1970-01-01

(2026-03) Two-Party BBS+ Signature in Two Passes

• [[Xiaofei Wu]]
• [[Tian Qiu]]
• [[Guofeng Tang]]
• [[Yuqing Niu]]
• [[Bowen Jiang]]
• [[Jun Zhou]]
• [[Haiyang Xue]]
• [[Guomin Yang]]

2026-03-23

• #cryptography
• #paper

Abstract

The BBS+/BBS signature scheme is a key building block for anonymous credentials and privacy-preserving authentication and is currently being standardized and increasingly deployed in practice. To avoid the problem of single-point-of-failure, many threshold BBS+ protocols have been recently proposed for general $t$-out-of-$n$ settings. In practice, however, a $2$-out-of-$2$ policy between a server and a mobile device is sufficient to distribute trust while keeping the system lightweight. Yet, existing threshold designs still require at least three rounds/passes and multi-kilobyte communication in the two-party setting. In this work, we focus on the two-party setting and show that one can achieve reduced interaction while maintaining low computational and communication overhead.

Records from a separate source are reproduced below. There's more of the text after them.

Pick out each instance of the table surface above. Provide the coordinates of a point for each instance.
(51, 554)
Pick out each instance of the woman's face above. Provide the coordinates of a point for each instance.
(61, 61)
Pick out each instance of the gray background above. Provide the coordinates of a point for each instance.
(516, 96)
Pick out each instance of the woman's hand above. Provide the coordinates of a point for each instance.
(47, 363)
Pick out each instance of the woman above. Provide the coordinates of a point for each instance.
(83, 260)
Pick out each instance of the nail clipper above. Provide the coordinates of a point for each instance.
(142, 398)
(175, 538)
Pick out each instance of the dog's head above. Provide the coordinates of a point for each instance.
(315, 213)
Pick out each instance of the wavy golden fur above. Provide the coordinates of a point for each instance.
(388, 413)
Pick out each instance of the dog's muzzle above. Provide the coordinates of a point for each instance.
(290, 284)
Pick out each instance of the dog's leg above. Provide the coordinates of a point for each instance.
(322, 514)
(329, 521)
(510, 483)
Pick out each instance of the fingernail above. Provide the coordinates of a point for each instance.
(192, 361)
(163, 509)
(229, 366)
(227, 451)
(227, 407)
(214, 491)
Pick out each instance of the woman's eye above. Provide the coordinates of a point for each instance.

Specifically, we present a two-pass two-party BBS+ signing protocol that requires only 0.85KB of communication per signature, about 27% of the currently most bandwidth-efficient work (S&P'25) in the $2$-out-of-$2$ setting. It achieves competitive signing times (roughly 62ms for one party and 46ms for the other) and remains efficient even for large message vectors (e.g., $\ell = 500$), making it attractive for practical deployments. Overall, our protocol is only slower than the fastest OT-based design (S&P'23) but uses nearly two orders of magnitude less bandwidth. We provide a full simulation-based security proof in the standard real-ideal paradigm. As an extension, our protocol can be generalized to a $2$-out-of-$n$ threshold setting naturally.